Episode 278: Synod 2026 — A Healthy Denomination Means Engaged Churches — Zack Flipse (Part 2)
“In years past, people knew about the issues but didn’t really care, because our local church was going to be fine…When I come back beaming about the Christian Reformed Church, the people are really excited. There is a desire to see the denomination healthy…Now that trust is building in the institution, people are saying: I can do some of those old things with the denomination that I wasn’t sure I could keep doing.” — Zack Flipse
Summary of this Episode
In the second half of this post-Synod conversation, Zack Flipse and Jason Ruis move from how Synod 2026 felt to what it asks of the church now. The encouragement from Part 1 is still here, but it shares space with some concerns. This show has never been about pretending everything is solved. Reformation is always about doing the next faithful thing, and doing it well.
The theme of the episode is a worry both men carry into the church planting vision. Yes, 150 new worshiping communities in three years is thrilling. But Jason has watched church plants done unhelpfully, and if the CRC does this poorly, it can do real damage to the denomination. Multiplication without ecclesiology is just activity. So the conversation keeps circling back to a half-joke that is also dead serious: the denomination could really use a study committee on ecclesiology. The overture didn’t pass this year, which means the responsibility falls to classes and councils to make sure churches are planted in a Reformed way—with counsel, with oversight, with the patience that fits the tradition.

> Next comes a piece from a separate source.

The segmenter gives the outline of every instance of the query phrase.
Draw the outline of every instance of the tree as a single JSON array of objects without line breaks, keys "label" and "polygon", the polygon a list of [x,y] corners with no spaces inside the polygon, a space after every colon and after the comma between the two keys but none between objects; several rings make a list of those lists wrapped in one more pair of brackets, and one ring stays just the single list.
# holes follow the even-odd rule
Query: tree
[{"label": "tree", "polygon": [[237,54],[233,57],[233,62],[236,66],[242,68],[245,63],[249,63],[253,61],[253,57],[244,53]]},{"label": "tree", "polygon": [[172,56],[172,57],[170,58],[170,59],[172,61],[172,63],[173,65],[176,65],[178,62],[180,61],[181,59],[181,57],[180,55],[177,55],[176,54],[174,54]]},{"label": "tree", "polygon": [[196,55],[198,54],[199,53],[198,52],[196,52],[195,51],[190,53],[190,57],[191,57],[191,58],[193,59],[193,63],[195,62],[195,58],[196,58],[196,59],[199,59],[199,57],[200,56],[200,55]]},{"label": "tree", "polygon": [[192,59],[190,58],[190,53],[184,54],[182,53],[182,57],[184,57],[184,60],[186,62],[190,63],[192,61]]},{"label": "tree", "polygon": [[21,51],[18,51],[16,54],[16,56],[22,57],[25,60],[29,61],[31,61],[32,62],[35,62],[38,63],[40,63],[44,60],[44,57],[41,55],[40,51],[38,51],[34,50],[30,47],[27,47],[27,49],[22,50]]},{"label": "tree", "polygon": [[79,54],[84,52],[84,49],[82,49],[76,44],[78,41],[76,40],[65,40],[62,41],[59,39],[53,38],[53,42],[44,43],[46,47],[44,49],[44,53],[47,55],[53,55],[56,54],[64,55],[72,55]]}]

Underneath that is Zack’s conviction: “I want to be part of a denomination that’s doing theology.” He’ll almost always vote for a study committee, not because studies are cheap (though they are), but because a church filled with pastor-theologians is a church taking its calling seriously. When the denomination weighs in on something like Christian nationalism, that’s not mission drift—that’s the body doing its work. And here the CRC has an advantage. Of all the traditions talking about Christian nationalism right now, the Dutch Reformed are uniquely equipped, with Kuyper and Bavinck in their own lineage. The job isn’t to point back and say “Kuyper already covered it.” The job is to actually do the theology, in the church’s own language, for its own moment. The principles hold; the application always has to be done again, in a new day.
Zack and Jason also have an honest conversation about the current state of the CRCNA. There’s a contingent, Zack observes, that “found out in 2022” certain things were out of bounds—while for many others it was never in doubt. Even where the denomination now agrees on conclusions, real differences remain in how Scripture is read. That’s why they spend time on the three streams of the CRC: confessionalist, pietist, transformationalist. Someone on the floor said the confessionalists are in the driver’s seat, the pietists in the passenger seat, and the transformationalists in the back—and was okay with it. Jason is okay with it too, mostly because he finds a bit of himself in all three. Zack argues that holding all three voices together is a strength the church shouldn’t want to lose.
From there they return to Jason’s hobby horse since this podcast began: a denomination is healthy when local churches are engaged. The CRC got unhealthy in part because too many churches shrugged—”they’ll do what they’ll do in Grand Rapids”—and disengaged. The hopeful flip side is happening now. Ministry shares are up, candidates are up, people are picking up the banner again, and as Zack puts it, growing trust is giving people permission to re-engage with the denomination they’d quietly given up on.
The last stretch they talk about the tension between unified worship and faithful contextualization—how a shared liturgy can function like a chord progression you can riff on without losing the song, and how contextualization, untethered, can slide into syncretism. And Zack shares the project closest to his heart: a kids’ Heidelberg Catechism he makes with his daughters on a little video podcast. Question one: “What gives you comfort? That I belong to Jesus.” Instead of complaining that the resource didn’t exist, he built it. That’s the whole ethos of this show in miniature.
Zack wraps up the episode with a final word: “Figure out what you can do to plant a church so that more people worship Jesus tomorrow than worship Him today. Let’s plant some churches.” That’s the long obedience ahead—do theology, stay engaged, raise up leaders, catechize the kids, and plant. Christ is building His church, and His people get to be part of it.